Our next question comes from Bruce Jackson with Benchmark.

Bruce Jackson

analyst
#34

Can you hear me okay?

Yu-Hsin Lin

executive
#35

Yes.

Bruce Jackson

analyst
#36

Super. With the presentation of the interim analysis for DRAGON, is that going to coincide with the medical meeting?

Yu-Hsin Lin

executive
#37

I don't believe medical meeting do you refer to AAO?

Bruce Jackson

analyst
#38

Possibly AAO, yes.

Yu-Hsin Lin

executive
#39

Yes. No, no, it's not. So the interim analysis will be somewhere around, I think, end of the year, but that's [indiscernible] so we have to get the DSMB, the timing and get them when they can renew the data. So it may just run out into January 2025, but we are expecting end of the year to come back then midterm analysis. And again, per FDA guidance, we are not allowed to review any data to the public, not bias with data while the treatment is ongoing.

Bruce Jackson

analyst
#40

Great. And then with the R&D expense, you had the milestone payment this quarter. Can you just remind me what the base rate of R&D is for the next couple of quarters?
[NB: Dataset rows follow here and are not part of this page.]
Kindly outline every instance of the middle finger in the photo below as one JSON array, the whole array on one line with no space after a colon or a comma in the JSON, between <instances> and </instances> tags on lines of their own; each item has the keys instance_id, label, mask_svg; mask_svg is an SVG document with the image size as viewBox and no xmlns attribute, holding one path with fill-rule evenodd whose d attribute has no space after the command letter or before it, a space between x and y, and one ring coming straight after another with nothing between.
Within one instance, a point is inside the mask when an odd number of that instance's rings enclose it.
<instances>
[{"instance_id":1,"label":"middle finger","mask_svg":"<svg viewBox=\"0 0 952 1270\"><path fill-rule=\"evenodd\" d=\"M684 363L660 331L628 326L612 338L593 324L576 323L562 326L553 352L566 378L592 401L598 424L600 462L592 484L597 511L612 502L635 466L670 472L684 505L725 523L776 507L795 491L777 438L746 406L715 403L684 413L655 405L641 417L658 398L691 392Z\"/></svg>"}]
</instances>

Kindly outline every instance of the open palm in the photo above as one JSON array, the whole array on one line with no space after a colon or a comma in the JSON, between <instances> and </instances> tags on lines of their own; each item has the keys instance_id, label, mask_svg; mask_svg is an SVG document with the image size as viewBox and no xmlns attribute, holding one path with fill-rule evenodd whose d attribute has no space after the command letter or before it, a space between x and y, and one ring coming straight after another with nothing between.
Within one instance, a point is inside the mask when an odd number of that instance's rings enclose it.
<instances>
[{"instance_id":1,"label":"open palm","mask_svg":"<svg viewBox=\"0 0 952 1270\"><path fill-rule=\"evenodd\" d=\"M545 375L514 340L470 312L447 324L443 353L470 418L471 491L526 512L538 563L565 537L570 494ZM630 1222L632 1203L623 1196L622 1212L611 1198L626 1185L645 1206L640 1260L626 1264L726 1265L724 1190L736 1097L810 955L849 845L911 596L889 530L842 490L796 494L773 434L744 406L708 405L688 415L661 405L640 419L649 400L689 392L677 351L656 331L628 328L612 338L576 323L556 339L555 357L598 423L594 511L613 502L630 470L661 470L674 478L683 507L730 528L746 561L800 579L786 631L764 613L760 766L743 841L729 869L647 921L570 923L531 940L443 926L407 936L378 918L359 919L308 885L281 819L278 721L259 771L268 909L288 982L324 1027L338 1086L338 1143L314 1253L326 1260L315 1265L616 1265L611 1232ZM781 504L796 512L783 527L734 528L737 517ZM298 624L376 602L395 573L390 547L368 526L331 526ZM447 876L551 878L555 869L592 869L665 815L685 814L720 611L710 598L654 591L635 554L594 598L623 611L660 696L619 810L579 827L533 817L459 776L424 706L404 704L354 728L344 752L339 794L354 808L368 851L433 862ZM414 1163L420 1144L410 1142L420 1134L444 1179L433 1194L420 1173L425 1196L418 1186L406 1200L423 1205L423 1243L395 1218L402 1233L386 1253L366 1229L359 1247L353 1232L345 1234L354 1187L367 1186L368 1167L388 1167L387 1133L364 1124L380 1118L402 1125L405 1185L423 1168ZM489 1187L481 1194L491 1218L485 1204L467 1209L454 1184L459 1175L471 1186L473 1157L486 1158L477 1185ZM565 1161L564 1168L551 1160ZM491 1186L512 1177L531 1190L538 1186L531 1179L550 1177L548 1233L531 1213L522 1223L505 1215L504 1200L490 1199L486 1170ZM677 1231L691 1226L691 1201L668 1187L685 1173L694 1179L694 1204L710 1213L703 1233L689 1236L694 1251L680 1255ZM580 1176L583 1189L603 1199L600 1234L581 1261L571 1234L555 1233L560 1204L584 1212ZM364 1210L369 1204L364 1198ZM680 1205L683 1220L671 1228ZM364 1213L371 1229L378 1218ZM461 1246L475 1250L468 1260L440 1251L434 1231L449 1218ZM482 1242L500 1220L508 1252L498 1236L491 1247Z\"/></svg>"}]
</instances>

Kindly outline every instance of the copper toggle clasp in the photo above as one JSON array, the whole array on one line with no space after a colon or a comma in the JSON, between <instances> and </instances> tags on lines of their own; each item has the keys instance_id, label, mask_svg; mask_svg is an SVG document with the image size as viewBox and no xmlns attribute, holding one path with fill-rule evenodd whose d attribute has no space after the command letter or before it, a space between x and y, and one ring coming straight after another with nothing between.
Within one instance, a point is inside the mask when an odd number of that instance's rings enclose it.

And how the milestone timing for remainder of the year and 2025 might play out?

Hao-Yuan Chuang

executive
#41

I can answer that. So basically, well, this quarter, we have a higher expense because of that milestone payment. For the rest, I would expect to be probably the same between probably $7 million to $8 million a quarter. So for the entire 2024, it probably will be still around $ 30 million to $35 million. Next year, 2025, it may be slightly higher, given that we expect some milestones to be achieved from the Phoenix study. So I would say probably next year, it will be around $ 35 million to $40 million. So I think for this year, next year until 2026, these 3 years will be similar in terms of expense around that at [indiscernible] expense per year, given we're running the Phoenix study for these 3 years.

Operator

operator
#42

Hao, please let me know if there are any additional questions.

Hao-Yuan Chuang

executive
#43

No, I don't have any written question here.

Operator

operator
#44

Great. This concludes our Q&A portion of the call. I will now turn it back to Tom Lin for closing remarks.

Yu-Hsin Lin

executive
#45

So thank you, everyone, for attending our earnings call for this quarter. We will certainly update the -- once you have proposes at AAO -- will be presenting at AAO. And again, we will update the -- all the events that's coming up for the coming up as time comes. Thank you, everyone, and we'll keep you updated.